4.3Het oordeel van de rechtbank
Ten aanzien van het onder 1 primair ten laste gelegde:
Net als de officier van justitie en de raadsvrouw van verdachte is de rechtbank van oordeel dat niet wettig en overtuigend bewezen kan worden dat verdachte het onder 1 primair ten laste gelegde medeplegen van poging tot moord dan wel poging tot doodslag heeft begaan.
De rechtbank overweegt hiertoe dat zij het door verdachte geschetste alternatieve scenario, te weten dat de aanslag in scene is gezet, aannemelijk acht nu dit scenario door medeverdachte [medeverdachte] wordt bevestigd en dit scenario ook steun vindt in de overige onderdelen van het dossier. Gelet hierop kan niet bewezen worden verklaard dat verdachte opzet op de dood van aangever [slachtoffer ] heeft gehad en zal verdachte van het onder 1 primair ten laste gelegde worden vrijgesproken.
Ten aanzien van het onder 1 subsidiair ten laste gelegde:
De rechtbank is van oordeel dat wel wettig en overtuigend bewezen is dat verdachte het onder 1 subsidiair ten laste gelegde feit, openlijke geweldpleging, heeft begaan.
Uit de bewijsmiddelen blijkt dat verdachte samen met medeverdachte [medeverdachte] aangever [slachtoffer ] op de stoep voor zijn woning heeft aangevallen op het moment dat aangever zijn daar geparkeerd staande auto met de afstandsbediening vergrendelde.
De rechtbank stelt op grond van de bewijsmiddelen, met name de verklaringen van verdachte, medeverdachte [medeverdachte] en de camerabeelden vast dat verdachte daarbij aangever [slachtoffer ] van de zijkant heeft benaderd, hem stevig heeft vastgepakt en hem met een nekklem tegen de grond heeft gewerkt en hem daar heeft vastgehouden.
Vervolgens heeft medeverdachte [medeverdachte] een vuurwapen op [slachtoffer ] gericht, hiermee een doorladende beweging gemaakt, en hierna nog een keer met het vuurwapen op [slachtoffer ] gericht. Zowel verdachte als medeverdachte [medeverdachte] droegen daarbij een masker.
Verdachte heeft hiermee een voldoende significante of wezenlijke bijdrage aan het geweld geleverd.
Het bestanddeel ‘geweld’ kan bewezen worden verklaard aangezien er door verdachte zodanig is gehandeld dat het beschermde rechtsgoed, te weten de openbare orde, hierdoor verstoord is.
De geweldpleging heeft bovendien op een openbare weg, te weten op de [adres 2] te Zwolle, plaatsgevonden. Daarmee was de geweldpleging ook openlijk.

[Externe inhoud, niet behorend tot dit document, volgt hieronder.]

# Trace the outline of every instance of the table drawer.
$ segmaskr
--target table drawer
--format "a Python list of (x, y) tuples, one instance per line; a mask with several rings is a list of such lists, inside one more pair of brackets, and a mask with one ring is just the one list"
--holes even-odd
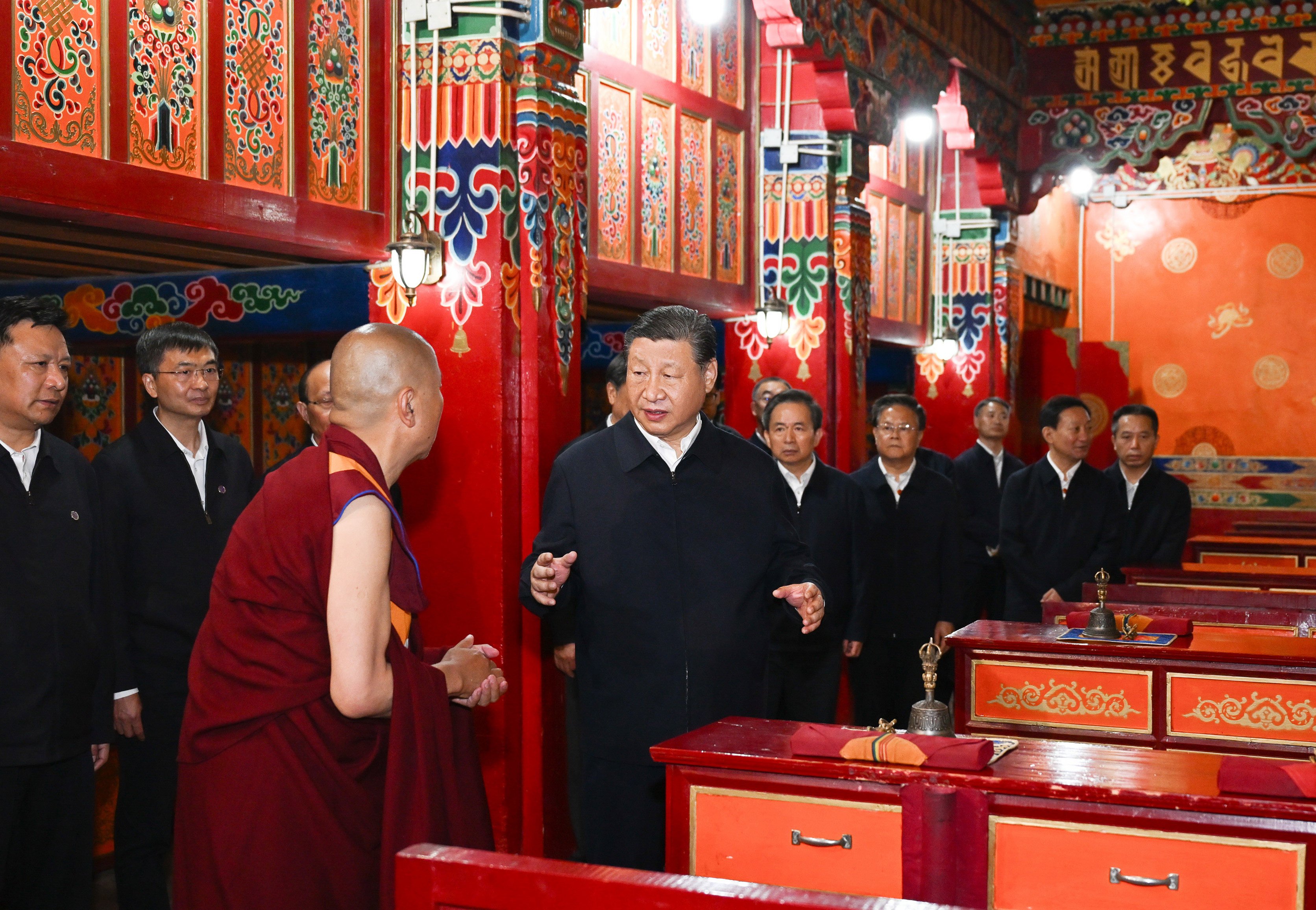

De rechtbank acht op grond van het voorgaande wettig en overtuigend bewezen dat verdachte openlijk in vereniging geweld heeft gepleegd tegen aangever [slachtoffer ] .
Ten aanzien van de feitelijkheden is sprake van een bekennende verdachte in de zin van artikel 359, derde lid, laatste volzin Sv. De rechtbank zal daarom in de bijlage volstaan met een opsomming van de bewijsmiddelen die tot de bewezenverklaring van dit feit hebben geleid.
Het beroep van de raadsvrouw op het ‘ontbreken van wederrechtelijkheid’ zal hieronder onder het kopje ‘strafbaarheid van het bewezen verklaarde’ worden besproken aangezien dit een beroep op een zogenaamde rechtvaardigingsgrond betreft.
Ten aanzien van het onder 2 primair ten laste gelegde:
De rechtbank is van oordeel dat wettig en overtuigend bewezen is dat verdachte het onder 2 primair ten laste gelegde feit heeft begaan.
De rechtbank overweegt hiertoe dat op basis van de verklaringen van verdachte en medeverdachte [medeverdachte] kan worden vastgesteld dat zij een vuurwapen van de categorie II dan wel III voorhanden hebben gehad.